Astrid Schäfers und Sadika Keskes haben einen Frauenverein in Tunesien besucht, der Teppiche mit Mustern des Malers Paul Klee herstellt

Frauen zeigen Muskeln

In der tunesischen Stadt Foussana wollen Weberinnen eine Kooperative gründen, um Teppiche mit Motiven von Paul Klee zu produzieren. Unterstüzt werden sie von der bekannten tunesischen Künstlerin Sadika Keskes.

Aziza sitzt in ihrem Wohnzimmer, im Nebenraum hämmert ihr Bruder. Die junge Frau trägt ein lila Kopftuch lose umgebunden. »Ich bin für die Frauen in Kasserine zuständig. Ich begleite und beaufsichtige die Lieferung der Wolle, das Waschen und Färben und helfe ihnen beim Weben der Teppiche«, erzählt sie. Der Teekessel neben ihr wackelt auf dem Gaskocher hin und her. Das Wasser brodelt. Aziza spricht unbeirrt weiter: »Es sind ungefähr hundert Frauen. Die meisten können weben. Einige können weder lesen noch schreiben und sie verstehen keine Zahlen. Ich zeige ihnen, wie sie die Maße für die Teppiche nehmen. Andere kommen in der Werkstatt vorbei, um den Beruf zu erlernen, oder ihre Lebensbedingungen zu verbessern.«
In der Werkstatt arbeiten Analphabetinnen Seite an Seite mit jungen Frauen, die ein Diplom haben, aber das Handwerk des Webens nicht beherrschen. Die älteren Frauen aus den umliegenden Dörfern bringen es ihnen bei. »Mit 16 Jahren habe ich angefangen zu weben, kurz nach meiner Hochzeit«, erzählt die 70jährige Zahra Missaoui, während sie Wolle, die auf einen Holzrahmen gespannt ist, mit einem Kamm bearbeitet. »Ich habe sieben Kinder bekommen. Alle sind arbeitslos, außer der Älteste. Ich arbeite immer noch für sie.« Die Arbeiterinnen in der Werkstatt nehmen die Bestellungen an und geben sie an die Frauen weiter, die zu Hause arbeiten.

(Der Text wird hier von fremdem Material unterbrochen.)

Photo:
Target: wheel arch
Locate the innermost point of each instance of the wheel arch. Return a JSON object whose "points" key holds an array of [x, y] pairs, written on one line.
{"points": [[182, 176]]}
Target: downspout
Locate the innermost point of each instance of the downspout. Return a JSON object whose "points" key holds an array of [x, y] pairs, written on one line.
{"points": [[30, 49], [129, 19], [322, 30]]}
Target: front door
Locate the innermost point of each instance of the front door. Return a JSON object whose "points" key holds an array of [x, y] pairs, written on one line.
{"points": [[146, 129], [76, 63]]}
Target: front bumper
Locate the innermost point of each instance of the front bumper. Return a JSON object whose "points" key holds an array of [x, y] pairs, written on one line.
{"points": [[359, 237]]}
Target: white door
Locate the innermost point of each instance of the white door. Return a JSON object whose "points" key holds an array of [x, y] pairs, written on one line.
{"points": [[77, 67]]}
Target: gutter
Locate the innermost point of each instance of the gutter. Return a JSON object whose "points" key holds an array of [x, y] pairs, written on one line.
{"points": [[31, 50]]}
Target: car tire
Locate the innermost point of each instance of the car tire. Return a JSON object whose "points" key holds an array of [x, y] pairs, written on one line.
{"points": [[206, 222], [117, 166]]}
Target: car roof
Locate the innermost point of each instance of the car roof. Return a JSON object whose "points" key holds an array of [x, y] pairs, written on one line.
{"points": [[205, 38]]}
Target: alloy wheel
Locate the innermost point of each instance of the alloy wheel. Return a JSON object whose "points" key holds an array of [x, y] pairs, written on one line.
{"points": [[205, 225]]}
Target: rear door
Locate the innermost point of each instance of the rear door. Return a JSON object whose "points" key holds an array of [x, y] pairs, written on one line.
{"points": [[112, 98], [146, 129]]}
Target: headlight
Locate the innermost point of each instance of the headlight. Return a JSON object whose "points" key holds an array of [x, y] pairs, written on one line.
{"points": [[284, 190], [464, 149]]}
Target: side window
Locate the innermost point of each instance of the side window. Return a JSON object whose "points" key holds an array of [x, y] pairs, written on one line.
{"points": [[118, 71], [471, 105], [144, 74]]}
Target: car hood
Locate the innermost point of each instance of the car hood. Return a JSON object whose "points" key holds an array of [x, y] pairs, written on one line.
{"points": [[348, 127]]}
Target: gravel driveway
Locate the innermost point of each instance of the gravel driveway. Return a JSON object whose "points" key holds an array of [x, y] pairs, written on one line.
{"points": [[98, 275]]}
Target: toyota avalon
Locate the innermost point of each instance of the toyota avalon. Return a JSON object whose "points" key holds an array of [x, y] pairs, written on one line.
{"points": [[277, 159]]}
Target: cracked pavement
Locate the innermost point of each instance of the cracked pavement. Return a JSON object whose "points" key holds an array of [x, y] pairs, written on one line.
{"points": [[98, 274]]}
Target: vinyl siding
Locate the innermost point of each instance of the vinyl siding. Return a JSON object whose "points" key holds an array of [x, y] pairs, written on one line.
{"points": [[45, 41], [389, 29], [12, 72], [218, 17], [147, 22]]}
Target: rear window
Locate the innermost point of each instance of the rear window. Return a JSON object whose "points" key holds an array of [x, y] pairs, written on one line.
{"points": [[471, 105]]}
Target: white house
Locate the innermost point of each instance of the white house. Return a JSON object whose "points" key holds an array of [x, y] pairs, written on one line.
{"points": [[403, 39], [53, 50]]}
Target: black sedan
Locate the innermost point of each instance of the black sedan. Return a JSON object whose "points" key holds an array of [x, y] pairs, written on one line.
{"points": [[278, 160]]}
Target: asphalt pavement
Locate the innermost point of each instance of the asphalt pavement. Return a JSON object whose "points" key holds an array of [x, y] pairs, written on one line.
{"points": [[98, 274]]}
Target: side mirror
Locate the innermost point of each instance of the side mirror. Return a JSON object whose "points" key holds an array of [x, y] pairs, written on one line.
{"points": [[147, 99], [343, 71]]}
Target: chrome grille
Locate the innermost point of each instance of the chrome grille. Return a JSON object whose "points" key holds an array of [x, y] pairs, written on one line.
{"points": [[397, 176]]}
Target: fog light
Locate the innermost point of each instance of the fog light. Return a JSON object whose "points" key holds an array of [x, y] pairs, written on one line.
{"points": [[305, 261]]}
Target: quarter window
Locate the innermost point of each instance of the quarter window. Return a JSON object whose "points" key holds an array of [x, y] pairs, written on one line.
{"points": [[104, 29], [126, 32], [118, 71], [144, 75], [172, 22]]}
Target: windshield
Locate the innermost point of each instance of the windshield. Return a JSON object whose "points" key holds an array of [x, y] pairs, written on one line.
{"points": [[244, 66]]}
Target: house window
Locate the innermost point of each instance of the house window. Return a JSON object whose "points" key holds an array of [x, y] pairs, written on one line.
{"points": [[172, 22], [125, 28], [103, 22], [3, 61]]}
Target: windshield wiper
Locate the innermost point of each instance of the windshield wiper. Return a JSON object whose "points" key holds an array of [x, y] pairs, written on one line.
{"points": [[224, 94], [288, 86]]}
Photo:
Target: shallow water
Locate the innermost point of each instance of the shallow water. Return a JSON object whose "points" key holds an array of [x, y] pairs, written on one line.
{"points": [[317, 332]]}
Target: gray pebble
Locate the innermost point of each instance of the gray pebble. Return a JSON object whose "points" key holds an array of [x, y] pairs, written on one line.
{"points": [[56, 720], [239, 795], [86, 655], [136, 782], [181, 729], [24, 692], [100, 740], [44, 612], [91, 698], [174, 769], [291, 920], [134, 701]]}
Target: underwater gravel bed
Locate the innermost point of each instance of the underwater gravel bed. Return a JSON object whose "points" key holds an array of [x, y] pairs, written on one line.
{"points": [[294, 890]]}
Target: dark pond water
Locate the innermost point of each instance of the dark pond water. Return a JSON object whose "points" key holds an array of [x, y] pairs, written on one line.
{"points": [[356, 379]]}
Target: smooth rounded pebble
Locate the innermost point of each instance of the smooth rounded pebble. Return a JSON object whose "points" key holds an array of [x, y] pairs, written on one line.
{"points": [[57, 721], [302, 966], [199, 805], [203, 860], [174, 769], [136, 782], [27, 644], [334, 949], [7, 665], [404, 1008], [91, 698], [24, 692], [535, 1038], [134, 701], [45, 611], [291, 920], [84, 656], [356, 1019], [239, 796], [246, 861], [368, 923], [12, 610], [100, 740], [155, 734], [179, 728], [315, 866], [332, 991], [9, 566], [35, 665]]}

Die Teppiche werden per Hand geknüpft, ohne Webstuhl.
Im Hof der Werkstatt zeigt Aziza mir Wolle, die gerade trocknet, nachdem sie gewaschen und gefärbt wurde. Auf einem Holzgespann hängt das hell- und leuchtendgelb sowie ockerfarben gefärbte Garn aus Schafwolle, aus der die Fäden gesponnen werden. »Wir arbeiten nur mit Naturfarben«, erzählt ihre Schwester Mounia, die gerade dabei ist, Wolle in einem Bottich mit gelber Farbe einzuweichen. »Die Arbeit mit der Wolle ist hart. Und die Arbeitsbedingungen sind schwierig. In Birinou (ein Ortsteil von Foussana, Anm. d. Red.) gibt es zum Beispiel kein Wasser. Deshalb waschen wir die gesamte Wolle, die wir geliefert bekommen, hier in Foussana und bringen sie dann den Weberinnen dort.« Ein weiteres Problem ist, dass es nicht das ganze Jahr über Wolle bei den Schäfern der Region zu kaufen gibt. Besonders schwer zu finden ist Wolle von schwarzen Schafen.
Mounia ist die jüngere der beiden Schwestern, sie arbeitet als Freiwillige in dem Verein »Frauen zeigt Eure Muskeln«. Gegründet wurde der Verein 2011 auf Initiative der bekannten tunesischen Künstlerin Sadika Keskes. »Eines Tages – das war kurz nach der Revolution – trat Sadika im Fernsehen auf und wir riefen sie an und fragten sie, ob wir für sie arbeiten könnten«, erzählt Aziza. Sie hätten ihr von der Situation in Foussana berichtet, von der hohen Arbeitslosigkeit und dass es hier viele Weberinnen gäbe, die noch nicht einmal das Geld hatten, um Wolle zu kaufen.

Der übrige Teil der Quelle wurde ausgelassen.